Drapée dans un hijab turquoise, l'énergique doctoresse de 47 ans
fait sa tournée. Dans son service, depuis la chute du régime,
le taux de guérison est passé de 20 à 50%, grâce
à une ONG autrichienne qui a pris en charge l'aile des enfants leucémiques.
Mais lorsqu'elle évoque l'atmosphère de la ville, la pédiatre
perd son bel optimisme. «Avant, je pouvais faire un saut à l'hôpital
à 2 heures du matin. Aujourd'hui, mes collègues se font assassiner
à tour de rôle... Nous avons 160 partis politiques à Bassora.
De nouveaux portraits ont remplacé les anciens. Moi, je ne vois pas la
différence.»
Les enfants du docteur Jenan vont à l'école avec des gardes du
corps et sa fille, harcelée par des islamistes qui tentaient de l'endoctriner,
a cessé de fréquenter l'université. Il y a quelques semaines
encore, un des partis islamistes a tenté de prendre le contrôle
de l'hôpital, mais l'énergique doctoresse a chassé la milice.
«Depuis, nous faisons des rondes pour défendre notre hôpital.

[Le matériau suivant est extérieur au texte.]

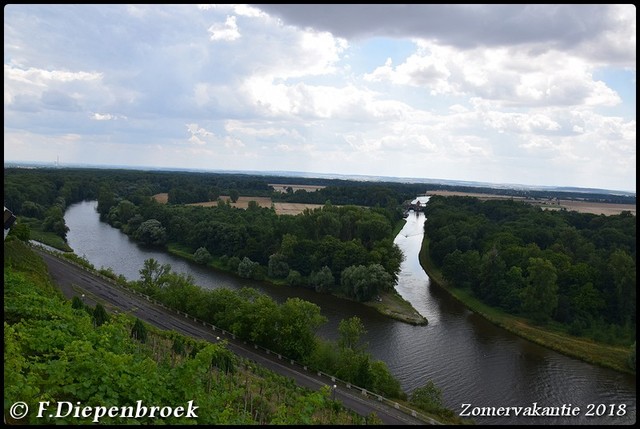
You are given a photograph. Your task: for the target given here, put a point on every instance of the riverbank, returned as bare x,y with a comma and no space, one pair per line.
391,304
580,348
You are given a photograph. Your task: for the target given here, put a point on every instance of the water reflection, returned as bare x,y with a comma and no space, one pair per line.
470,359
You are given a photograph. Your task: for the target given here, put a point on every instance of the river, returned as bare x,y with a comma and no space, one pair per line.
471,360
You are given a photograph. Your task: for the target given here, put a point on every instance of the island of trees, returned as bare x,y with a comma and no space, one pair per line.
562,270
568,272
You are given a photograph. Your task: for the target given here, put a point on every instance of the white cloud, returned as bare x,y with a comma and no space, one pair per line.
551,88
227,31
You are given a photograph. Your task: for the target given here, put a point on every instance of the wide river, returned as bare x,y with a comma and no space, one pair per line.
471,360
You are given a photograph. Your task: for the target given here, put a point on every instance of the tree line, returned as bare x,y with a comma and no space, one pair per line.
555,267
58,350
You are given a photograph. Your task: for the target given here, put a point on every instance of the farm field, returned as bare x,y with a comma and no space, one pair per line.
243,203
579,206
280,187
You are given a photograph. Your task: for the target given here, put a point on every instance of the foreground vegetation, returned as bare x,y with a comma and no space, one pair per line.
561,279
56,350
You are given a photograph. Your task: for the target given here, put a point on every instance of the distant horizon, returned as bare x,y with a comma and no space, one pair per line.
531,94
303,174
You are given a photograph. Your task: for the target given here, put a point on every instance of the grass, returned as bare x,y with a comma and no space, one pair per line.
604,355
393,305
44,237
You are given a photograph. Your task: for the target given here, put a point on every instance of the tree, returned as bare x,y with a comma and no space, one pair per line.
322,280
350,330
21,231
362,283
540,296
278,267
153,274
151,232
202,256
247,268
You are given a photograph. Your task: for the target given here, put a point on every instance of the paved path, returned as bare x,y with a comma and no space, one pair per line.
74,281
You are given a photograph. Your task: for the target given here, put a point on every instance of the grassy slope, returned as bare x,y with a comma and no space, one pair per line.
49,346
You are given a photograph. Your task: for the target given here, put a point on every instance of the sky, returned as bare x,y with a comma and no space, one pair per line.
532,94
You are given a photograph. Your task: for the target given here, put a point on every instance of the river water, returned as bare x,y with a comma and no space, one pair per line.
471,360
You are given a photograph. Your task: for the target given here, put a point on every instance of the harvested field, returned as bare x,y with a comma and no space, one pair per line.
281,208
280,187
162,198
243,203
572,205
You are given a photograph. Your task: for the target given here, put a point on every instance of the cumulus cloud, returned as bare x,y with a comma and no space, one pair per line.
468,92
227,31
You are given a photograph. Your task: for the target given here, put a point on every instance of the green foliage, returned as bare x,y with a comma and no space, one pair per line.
247,268
278,267
350,330
53,352
202,256
322,280
234,195
153,275
294,279
21,231
363,283
151,232
575,269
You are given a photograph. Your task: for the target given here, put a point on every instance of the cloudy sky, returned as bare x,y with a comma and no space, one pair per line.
520,94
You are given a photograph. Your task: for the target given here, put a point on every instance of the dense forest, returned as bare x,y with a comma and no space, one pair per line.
555,267
353,241
311,250
58,350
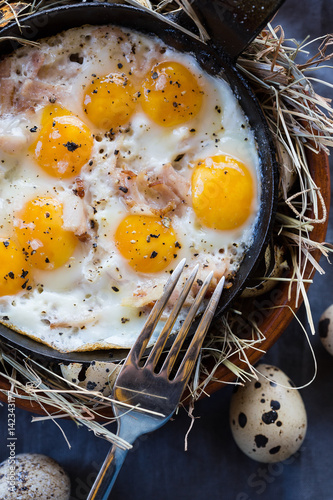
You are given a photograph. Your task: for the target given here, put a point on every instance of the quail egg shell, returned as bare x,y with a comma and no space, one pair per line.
267,416
98,376
325,328
33,476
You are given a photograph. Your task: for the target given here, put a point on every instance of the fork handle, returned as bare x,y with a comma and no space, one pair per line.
108,473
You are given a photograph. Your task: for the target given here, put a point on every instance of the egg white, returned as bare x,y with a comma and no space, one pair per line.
95,299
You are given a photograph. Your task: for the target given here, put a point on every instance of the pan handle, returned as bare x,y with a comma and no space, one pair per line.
233,24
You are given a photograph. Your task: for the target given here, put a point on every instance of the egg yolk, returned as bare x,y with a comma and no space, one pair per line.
14,274
109,101
170,94
64,144
148,243
39,229
222,192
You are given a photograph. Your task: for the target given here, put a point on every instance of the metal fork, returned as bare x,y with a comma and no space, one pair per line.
153,393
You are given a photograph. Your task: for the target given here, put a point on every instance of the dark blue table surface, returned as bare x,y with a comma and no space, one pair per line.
213,467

Mais combien de temps tiendrons-nous?»
Prison de Bassora
Asil Jasem, 18 ans, a été enlevée et violée. Le
juge l'a placée en détention pour la protéger de sa famille,
qui veut la tuer pour laver son honneur...
La veille de notre arrivée à Bassora, deux jeunes filles qui
travaillaient pour la firme américaine KBR, filiale de Halliburton, étaient
assassinées dans le taxi qui devait les ramener à la maison. Des
groupuscules islamistes revendiquaient le crime. «Il y a des partis qui
ont décrété que les femmes ne devaient pas travailler pour
des étrangers, ni d'ailleurs pour personne», explique le chef de
la police. Il suffit de faire un tour à la prison de Bassora pour comprendre
la dure réalité d'une vie de femme en Irak aujourd'hui. Dans cette
prison crasseuse qui sent l'urine, 350 prisonniers s'entassent dans six cellules.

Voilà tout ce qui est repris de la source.